JAZZ ON A SUMMER'S DAY
Jazz On A Summer's Day is the first and archetypal concert film, the progenitor of Woodstock, The T.A.M.I. Show etc. Columbia Records, which at the time (1958) owned most of the great jazz recording artists, hired top international photographer Bert Stern to cover the Newport, Rhode Island Jazz Festival, an annual outdoor event with the America's Cup sailing race going on in the background. What we get is a myth wrapped in a myth; jazz as a community of black and white performers together enfolded in a traditional American small-town community of black and white music lovers paying homage.
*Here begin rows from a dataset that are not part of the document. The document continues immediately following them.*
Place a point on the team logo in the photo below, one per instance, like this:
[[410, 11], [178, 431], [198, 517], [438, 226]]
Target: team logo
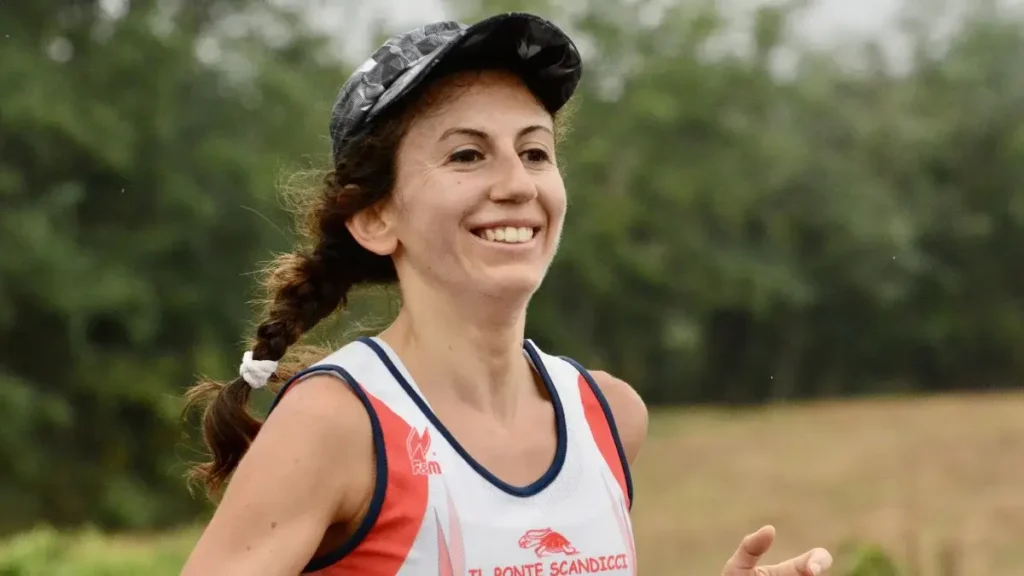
[[418, 445], [547, 542]]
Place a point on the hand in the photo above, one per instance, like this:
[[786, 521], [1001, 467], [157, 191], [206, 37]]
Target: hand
[[744, 561]]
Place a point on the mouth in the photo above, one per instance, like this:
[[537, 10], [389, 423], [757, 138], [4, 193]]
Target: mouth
[[507, 235]]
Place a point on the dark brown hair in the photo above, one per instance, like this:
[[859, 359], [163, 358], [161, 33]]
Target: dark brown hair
[[307, 285]]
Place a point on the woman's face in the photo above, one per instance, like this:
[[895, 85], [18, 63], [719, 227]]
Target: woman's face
[[478, 202]]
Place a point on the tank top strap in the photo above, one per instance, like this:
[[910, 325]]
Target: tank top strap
[[588, 411]]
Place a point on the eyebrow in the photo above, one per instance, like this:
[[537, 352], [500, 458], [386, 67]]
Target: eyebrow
[[476, 133]]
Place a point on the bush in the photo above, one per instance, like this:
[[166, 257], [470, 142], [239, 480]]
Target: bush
[[45, 551]]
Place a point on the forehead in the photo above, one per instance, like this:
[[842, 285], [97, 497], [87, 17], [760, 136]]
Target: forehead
[[488, 100]]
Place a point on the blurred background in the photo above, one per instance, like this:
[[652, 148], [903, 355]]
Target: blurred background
[[797, 229]]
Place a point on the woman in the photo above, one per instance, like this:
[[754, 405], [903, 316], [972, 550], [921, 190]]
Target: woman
[[449, 444]]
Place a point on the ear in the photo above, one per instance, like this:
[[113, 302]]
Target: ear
[[373, 228]]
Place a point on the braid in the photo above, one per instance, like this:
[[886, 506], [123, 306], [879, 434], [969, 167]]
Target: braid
[[304, 287]]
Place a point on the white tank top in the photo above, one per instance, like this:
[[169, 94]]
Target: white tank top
[[436, 510]]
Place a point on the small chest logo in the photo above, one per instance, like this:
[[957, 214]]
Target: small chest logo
[[418, 445], [547, 542]]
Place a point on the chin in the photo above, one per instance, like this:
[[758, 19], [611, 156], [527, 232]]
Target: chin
[[511, 284]]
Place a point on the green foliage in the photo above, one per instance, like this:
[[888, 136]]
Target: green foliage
[[734, 234], [872, 561], [46, 551]]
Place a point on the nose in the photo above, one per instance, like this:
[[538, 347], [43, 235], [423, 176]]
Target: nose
[[514, 182]]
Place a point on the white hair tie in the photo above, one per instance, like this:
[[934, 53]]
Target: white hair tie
[[256, 372]]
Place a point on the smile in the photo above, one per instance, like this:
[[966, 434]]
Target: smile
[[507, 235]]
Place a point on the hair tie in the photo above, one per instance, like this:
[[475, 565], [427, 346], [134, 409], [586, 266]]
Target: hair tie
[[256, 372]]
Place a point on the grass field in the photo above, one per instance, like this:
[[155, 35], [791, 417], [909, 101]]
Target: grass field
[[920, 478]]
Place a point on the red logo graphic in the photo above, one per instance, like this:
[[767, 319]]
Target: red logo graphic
[[547, 542], [419, 453]]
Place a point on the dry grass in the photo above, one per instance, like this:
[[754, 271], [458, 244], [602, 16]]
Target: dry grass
[[912, 476]]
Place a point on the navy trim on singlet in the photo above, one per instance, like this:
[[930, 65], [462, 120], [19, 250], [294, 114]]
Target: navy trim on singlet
[[606, 408], [380, 485], [521, 491]]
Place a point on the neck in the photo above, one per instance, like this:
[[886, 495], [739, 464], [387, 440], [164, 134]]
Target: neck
[[468, 351]]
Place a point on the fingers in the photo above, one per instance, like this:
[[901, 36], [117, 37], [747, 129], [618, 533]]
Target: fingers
[[812, 563], [750, 551]]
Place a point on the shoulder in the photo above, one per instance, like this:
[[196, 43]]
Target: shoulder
[[628, 409], [287, 489], [317, 423]]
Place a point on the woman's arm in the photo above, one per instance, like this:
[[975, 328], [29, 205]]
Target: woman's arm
[[289, 488], [629, 410]]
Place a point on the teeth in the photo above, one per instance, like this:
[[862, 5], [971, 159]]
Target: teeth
[[508, 235]]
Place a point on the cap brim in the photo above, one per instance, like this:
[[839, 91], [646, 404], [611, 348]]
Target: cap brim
[[536, 49]]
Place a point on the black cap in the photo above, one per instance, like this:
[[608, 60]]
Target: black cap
[[536, 49]]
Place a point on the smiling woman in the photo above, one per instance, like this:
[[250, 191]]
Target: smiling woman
[[449, 444]]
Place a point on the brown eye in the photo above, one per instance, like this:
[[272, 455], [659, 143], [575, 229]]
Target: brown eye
[[536, 156], [465, 156]]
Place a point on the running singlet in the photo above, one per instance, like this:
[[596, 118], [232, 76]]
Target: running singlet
[[435, 510]]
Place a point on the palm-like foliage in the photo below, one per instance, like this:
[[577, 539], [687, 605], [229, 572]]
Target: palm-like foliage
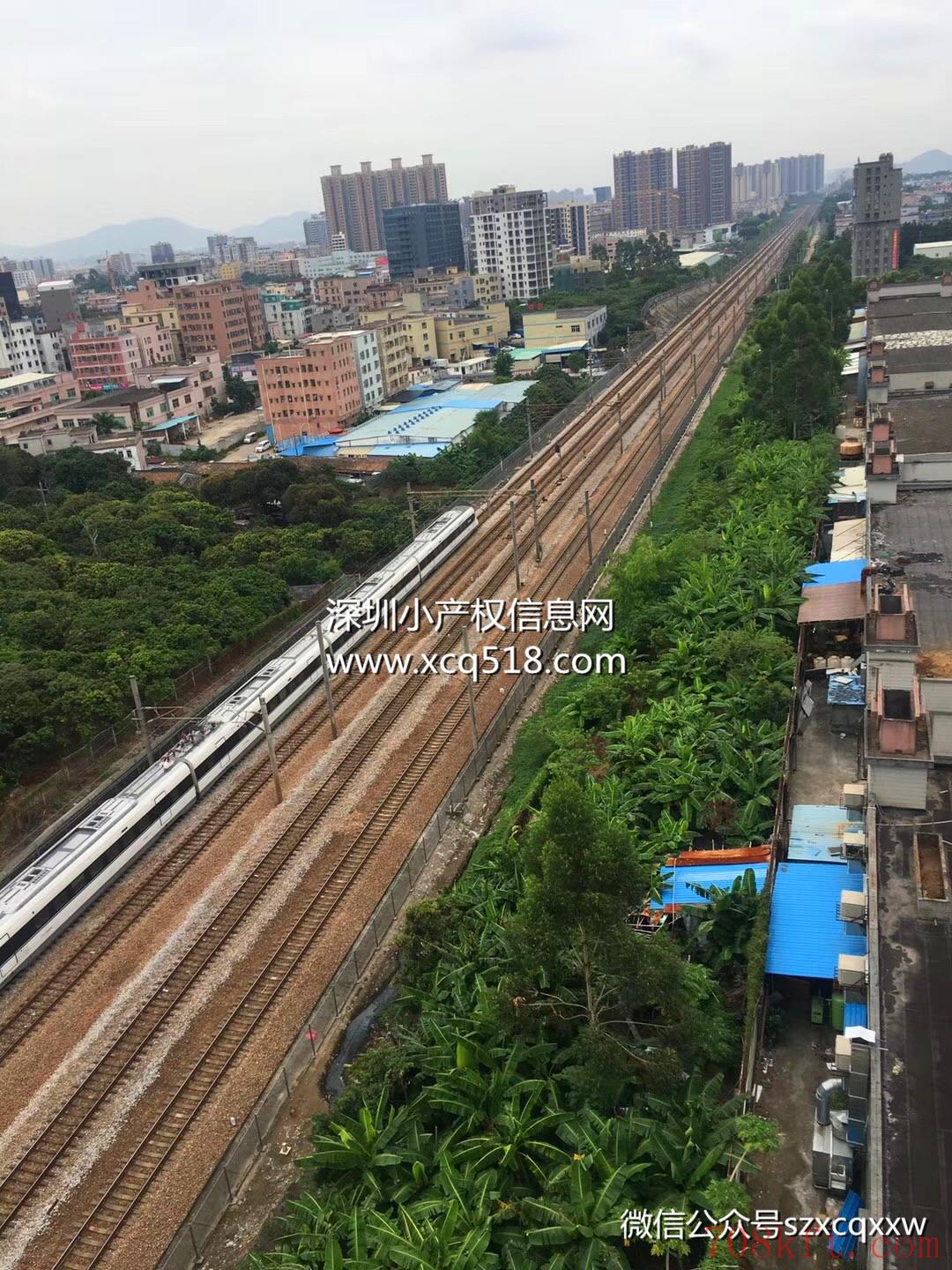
[[720, 930], [583, 1223]]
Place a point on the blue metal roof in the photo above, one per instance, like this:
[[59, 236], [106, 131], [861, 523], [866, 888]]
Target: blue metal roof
[[678, 882], [816, 830], [421, 449], [843, 1244], [807, 935], [833, 573]]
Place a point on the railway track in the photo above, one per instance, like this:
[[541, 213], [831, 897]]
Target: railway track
[[156, 882], [195, 1090]]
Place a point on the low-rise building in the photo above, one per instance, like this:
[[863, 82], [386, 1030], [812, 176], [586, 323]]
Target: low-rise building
[[126, 444], [190, 389], [909, 340], [312, 390], [133, 409], [29, 401], [551, 328]]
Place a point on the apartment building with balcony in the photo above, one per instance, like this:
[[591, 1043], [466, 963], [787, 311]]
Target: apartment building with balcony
[[311, 392], [510, 239], [103, 360]]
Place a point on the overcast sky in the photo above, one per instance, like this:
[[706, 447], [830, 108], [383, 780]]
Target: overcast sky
[[221, 113]]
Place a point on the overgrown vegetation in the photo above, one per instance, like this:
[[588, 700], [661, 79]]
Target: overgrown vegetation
[[104, 576], [550, 1062]]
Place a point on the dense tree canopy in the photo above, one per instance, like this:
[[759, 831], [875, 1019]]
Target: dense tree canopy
[[104, 576]]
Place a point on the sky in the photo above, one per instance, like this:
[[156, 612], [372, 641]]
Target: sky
[[221, 115]]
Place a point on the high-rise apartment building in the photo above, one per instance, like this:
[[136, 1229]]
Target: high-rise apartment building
[[877, 201], [423, 236], [510, 238], [569, 227], [704, 190], [354, 202], [316, 233], [637, 176], [801, 175]]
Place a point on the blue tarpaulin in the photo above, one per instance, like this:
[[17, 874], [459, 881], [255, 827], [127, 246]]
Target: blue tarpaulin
[[843, 1244], [816, 831], [833, 573], [807, 934], [844, 689], [678, 882]]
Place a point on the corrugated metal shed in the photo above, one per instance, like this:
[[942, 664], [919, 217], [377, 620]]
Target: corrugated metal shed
[[848, 540], [807, 935], [816, 830], [834, 573], [837, 603], [854, 1013], [850, 485], [678, 882]]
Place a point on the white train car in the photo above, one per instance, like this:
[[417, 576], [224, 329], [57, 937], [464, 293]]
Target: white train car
[[42, 900]]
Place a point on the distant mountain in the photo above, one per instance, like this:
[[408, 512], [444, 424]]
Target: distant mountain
[[931, 161], [138, 236], [276, 228], [130, 236]]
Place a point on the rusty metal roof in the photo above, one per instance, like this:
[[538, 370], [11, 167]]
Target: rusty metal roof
[[838, 603]]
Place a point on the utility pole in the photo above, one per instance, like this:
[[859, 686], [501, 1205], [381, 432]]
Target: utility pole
[[141, 716], [534, 521], [271, 756], [410, 508], [472, 695], [516, 544], [325, 672]]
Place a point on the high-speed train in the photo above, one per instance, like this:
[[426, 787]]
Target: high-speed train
[[60, 883]]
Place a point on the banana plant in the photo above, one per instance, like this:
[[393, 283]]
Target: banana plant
[[426, 1244], [369, 1149], [583, 1224]]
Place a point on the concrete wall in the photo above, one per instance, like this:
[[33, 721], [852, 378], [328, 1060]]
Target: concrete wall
[[926, 470], [897, 784]]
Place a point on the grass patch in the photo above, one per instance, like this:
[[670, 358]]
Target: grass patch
[[692, 464]]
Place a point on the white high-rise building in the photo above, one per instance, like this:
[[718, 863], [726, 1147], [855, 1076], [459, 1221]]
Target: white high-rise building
[[510, 238]]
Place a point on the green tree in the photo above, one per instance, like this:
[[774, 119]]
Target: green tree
[[502, 365], [583, 879], [104, 422]]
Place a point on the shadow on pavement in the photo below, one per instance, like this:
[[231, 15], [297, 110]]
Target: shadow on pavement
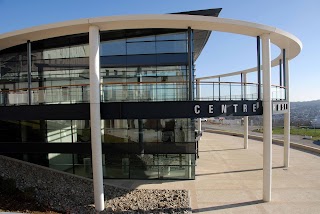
[[227, 206]]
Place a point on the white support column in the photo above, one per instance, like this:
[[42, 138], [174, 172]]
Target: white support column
[[198, 98], [286, 145], [245, 118], [94, 44], [267, 118]]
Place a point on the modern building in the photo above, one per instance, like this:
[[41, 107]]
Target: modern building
[[116, 97]]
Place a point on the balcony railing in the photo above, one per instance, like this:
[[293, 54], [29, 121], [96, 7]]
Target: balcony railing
[[136, 92]]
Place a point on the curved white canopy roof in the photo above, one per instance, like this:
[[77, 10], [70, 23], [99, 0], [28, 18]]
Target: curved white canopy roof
[[280, 38]]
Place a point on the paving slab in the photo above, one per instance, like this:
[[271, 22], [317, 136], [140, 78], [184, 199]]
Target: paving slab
[[229, 179]]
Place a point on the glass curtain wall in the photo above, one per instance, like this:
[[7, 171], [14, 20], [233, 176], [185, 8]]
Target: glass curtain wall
[[136, 66]]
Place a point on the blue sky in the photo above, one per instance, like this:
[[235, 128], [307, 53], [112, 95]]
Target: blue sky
[[223, 53]]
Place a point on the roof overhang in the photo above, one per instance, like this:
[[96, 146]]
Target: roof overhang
[[280, 38]]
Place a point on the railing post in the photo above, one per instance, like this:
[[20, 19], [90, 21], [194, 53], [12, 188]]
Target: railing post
[[29, 58], [219, 90], [287, 116], [245, 118], [230, 90], [95, 117], [198, 98], [267, 118], [259, 67]]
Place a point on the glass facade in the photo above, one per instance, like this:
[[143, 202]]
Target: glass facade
[[136, 66]]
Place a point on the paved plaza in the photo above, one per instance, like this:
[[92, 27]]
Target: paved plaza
[[229, 179]]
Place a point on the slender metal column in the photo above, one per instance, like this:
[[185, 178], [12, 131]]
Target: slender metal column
[[198, 98], [286, 156], [241, 86], [245, 118], [267, 118], [190, 62], [280, 72], [284, 70], [29, 58], [219, 89], [94, 43], [259, 67]]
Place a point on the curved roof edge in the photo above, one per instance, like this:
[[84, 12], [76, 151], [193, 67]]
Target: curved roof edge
[[280, 38]]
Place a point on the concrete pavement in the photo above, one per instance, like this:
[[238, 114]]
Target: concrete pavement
[[229, 179]]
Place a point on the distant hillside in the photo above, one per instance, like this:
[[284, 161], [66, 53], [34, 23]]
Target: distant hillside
[[303, 112]]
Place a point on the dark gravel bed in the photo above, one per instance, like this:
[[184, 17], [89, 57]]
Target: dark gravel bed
[[67, 193]]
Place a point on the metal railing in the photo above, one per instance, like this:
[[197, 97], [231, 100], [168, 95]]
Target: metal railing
[[137, 92]]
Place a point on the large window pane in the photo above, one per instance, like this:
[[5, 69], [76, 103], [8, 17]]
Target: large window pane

The film coincided with and crystallises the cultural moment in American life when jazz was given full, comfortable, unthreatening middle-class status: it was OK, coffee-table book, CBS television, certified culture, and Jazz On A Summers Day is the catalogue of its images, its associations. and, by omission, all those things we don't want it to be. Hailed at the time for finding colours and images to match jazz sounds, MIFF is proud to present a newly struck colour print featuring, in their prime, Louis Armstong, Mahalia Jackson, Dinah Washington, Jack Teagarden, Jimmy Guiffre, Chuck Berry, George Shearing, Sonny Stitt, Gerry Mulligan, Thelonious Monk, Big Maybelle, Chico Hamilton, and many more.